How to Maximize Your Rental Income

If you do decide to rent, a few things affect how much you'll get and how fast you'll find a renter. Peak season reservations at popular resorts command the highest rates. A Beach Club reservation during Food and Wine Festival or a Bay Lake Tower booking over Christmas week will rent faster and for more money than an Old Key West reservation in September.

Timing also matters on the listing side. Post your rental availability early. Renters start looking for peak-season Disney trips 6-9 months in advance. If you list a Christmas week reservation in June, you'll have lots of interested renters to choose from. List it in October and you're competing with other last-minute rentals, which drives the price down.

For broker rentals, submit your points as early as possible. Brokers match renters with available points on a first-come basis. If you wait until your points are about to expire, the broker has less time to find a match, and you might end up with a less desirable booking that takes longer to rent. Give yourself and the broker at least 3-4 months of runway before your points expire.

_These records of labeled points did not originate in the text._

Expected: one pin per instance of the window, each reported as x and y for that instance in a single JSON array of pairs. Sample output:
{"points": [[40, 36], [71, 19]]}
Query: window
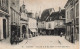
{"points": [[77, 21]]}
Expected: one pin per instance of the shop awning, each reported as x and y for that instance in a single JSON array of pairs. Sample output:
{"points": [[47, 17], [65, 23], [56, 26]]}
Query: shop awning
{"points": [[33, 30]]}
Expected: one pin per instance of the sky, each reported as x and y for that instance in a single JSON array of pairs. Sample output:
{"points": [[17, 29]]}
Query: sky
{"points": [[40, 5]]}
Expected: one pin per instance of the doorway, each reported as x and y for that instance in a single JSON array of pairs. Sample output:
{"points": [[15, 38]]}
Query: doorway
{"points": [[4, 28]]}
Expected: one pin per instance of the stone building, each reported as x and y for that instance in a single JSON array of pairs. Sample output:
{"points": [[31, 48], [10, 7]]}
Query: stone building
{"points": [[4, 19], [14, 20], [55, 23], [72, 20], [33, 30], [23, 22]]}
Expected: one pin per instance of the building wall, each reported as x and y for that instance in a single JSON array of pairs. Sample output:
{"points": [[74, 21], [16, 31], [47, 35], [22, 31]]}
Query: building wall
{"points": [[32, 23], [4, 14], [72, 13]]}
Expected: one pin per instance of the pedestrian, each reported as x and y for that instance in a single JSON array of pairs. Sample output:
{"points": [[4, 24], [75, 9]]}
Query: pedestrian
{"points": [[72, 38], [61, 34]]}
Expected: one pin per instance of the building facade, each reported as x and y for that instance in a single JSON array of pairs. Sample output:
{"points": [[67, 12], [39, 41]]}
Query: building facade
{"points": [[33, 30], [23, 22], [4, 19], [14, 19], [72, 20], [56, 23]]}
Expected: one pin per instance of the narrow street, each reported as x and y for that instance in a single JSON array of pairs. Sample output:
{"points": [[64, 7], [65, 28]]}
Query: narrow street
{"points": [[41, 42]]}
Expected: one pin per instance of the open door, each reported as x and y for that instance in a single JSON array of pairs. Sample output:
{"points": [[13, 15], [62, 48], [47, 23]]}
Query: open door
{"points": [[4, 28]]}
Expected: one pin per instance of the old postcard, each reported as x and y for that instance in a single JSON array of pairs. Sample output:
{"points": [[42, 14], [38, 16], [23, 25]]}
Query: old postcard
{"points": [[39, 24]]}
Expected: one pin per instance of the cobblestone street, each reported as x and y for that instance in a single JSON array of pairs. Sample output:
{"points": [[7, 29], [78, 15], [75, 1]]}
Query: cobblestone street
{"points": [[42, 42]]}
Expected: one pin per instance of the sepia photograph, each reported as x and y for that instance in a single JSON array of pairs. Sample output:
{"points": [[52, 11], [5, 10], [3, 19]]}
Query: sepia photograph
{"points": [[39, 24]]}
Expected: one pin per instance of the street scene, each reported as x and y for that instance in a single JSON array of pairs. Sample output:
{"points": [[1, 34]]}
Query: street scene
{"points": [[39, 24]]}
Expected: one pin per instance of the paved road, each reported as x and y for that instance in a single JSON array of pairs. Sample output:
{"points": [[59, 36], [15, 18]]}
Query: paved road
{"points": [[40, 42]]}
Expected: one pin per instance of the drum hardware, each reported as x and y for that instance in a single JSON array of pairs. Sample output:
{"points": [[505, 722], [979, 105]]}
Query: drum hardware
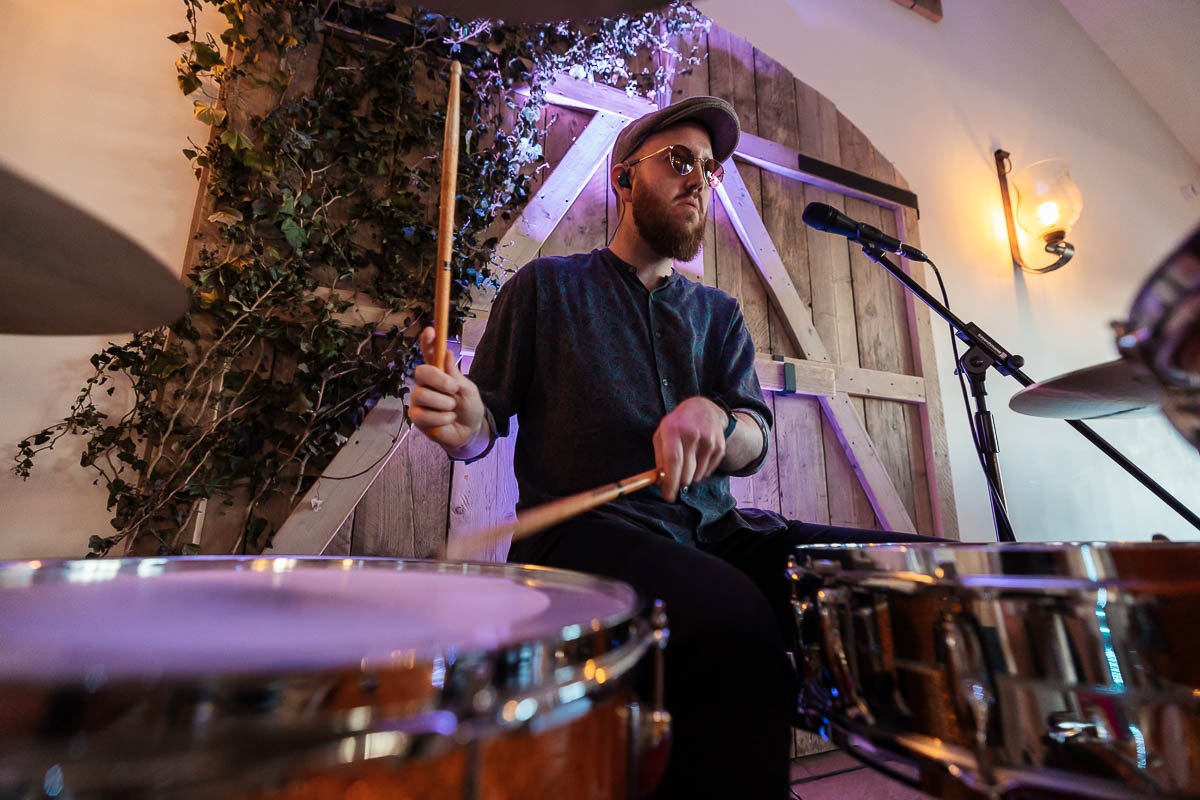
{"points": [[984, 352], [64, 271], [649, 734], [399, 674], [1006, 671]]}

One more thing. If you're renting through a broker, you typically get paid after the reservation check-in date, not when the booking is made. So there's a cash flow gap between when you commit your points and when you actually receive money. If you're counting on rental income to pay your dues bill that's due in January, make sure the reservation check-in is before January, or plan to float the dues payment until the rental income arrives. It's not a big deal, but it catches some people off guard the first time.

The DVC rental market is healthy and active. As long as Disney resorts remain popular vacation destinations (and there's no sign of that changing anytime soon), there'll be demand from non-DVC families who want the resort experience at below-rack-rate prices. Your unused points have real value. Just make sure renting is a backup plan for the occasional off year, not your primary reason for owning DVC.